Peconic Bay scallops experience regular die-offs, including one in 2019 and one in 2023; a survey in August 2023 of 21 scallop beds by Cornell University scientists found a total of 30 to 40 adult scallops. The U.S. National Oceanic and Atmospheric Administration declared the collapse of the Long Island scallop fishery a federal disaster in 2021. The value of commercially-fished scallops, after reaching a high of 1.5 million USD in 2018, dropped to 61,000 USD in 2021.

Scallops in nearby Moriches Bay, however, have experienced an upsurge in numbers. There have been proposals to transplant some Moriches Bay scallops to Peconic Bay as a test to determine if Moriches Bay scallops are more resilient to stress caused by warming waters and parasites than the Peconic Bay scallop population.

== Conservation ==
A brown algae bloom in 1985 reduced levels of Peconic Bay scallops to 1-2% of historical levels. As a result, the marine program at Cornell Cooperative Extension (CCE) began scallop restoration efforts in the late 1980s that continued into the 1990s.
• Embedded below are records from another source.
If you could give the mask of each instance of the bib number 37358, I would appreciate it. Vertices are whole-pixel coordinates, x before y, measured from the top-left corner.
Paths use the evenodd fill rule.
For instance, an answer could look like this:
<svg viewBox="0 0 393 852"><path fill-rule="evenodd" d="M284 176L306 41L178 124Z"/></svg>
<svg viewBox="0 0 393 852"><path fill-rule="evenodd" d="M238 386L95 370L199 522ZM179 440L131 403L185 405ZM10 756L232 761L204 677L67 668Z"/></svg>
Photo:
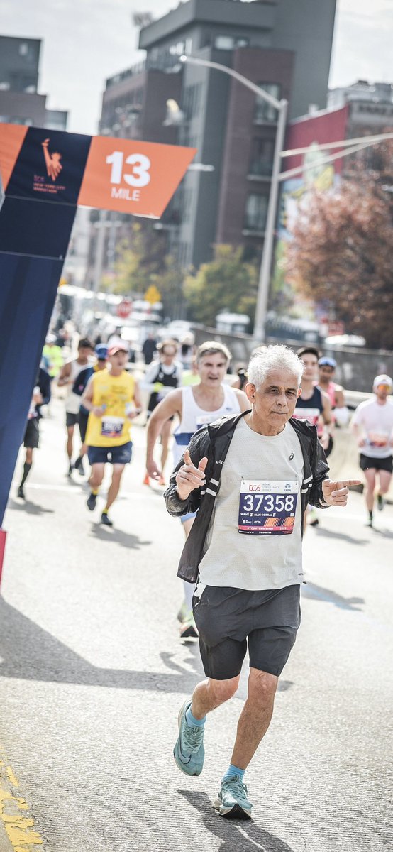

In 2006 Stephen Tettelbach, head of the Peconic Bay Scallop Restoration Program at the CCE, spearheaded a project to introduce millions of larval scallops into the Peconic Estuary to support wild Peconic Bay scallop populations.

Scientists from Stony Brook University are researching the effects of selective breeding with funding from the New York Sea Grant. At a shellfish hatchery in Southold, New York, marine biologists from Cornell University have begun cultivating Moriches Bay scallop offspring with plans to introduce them into the Peconic Bay scallop population in January 2024. The hatchery used 300 Moriches Bay scallops to produce more than 2 million fertilized eggs, of which more than 1 million have grown into scallops. The hatchery aims to plant up to 200,000 scallops in the Peconic Bay in 2024.

=== Threats ===
In addition to the brown tide, scallop researchers suspect the Peconic Bay populations have been decimated by microsporidia, a spore-forming, unicellular parasite. The Peconic Bay scallops are uniquely vulnerable to the parasite due to heavy inbreeding. Ongoing efforts have worked on increasing genetic diversity among Peconic Bay scallop populations. Laboratory testing revealed that the parasite was most frequently detected in warmer temperatures.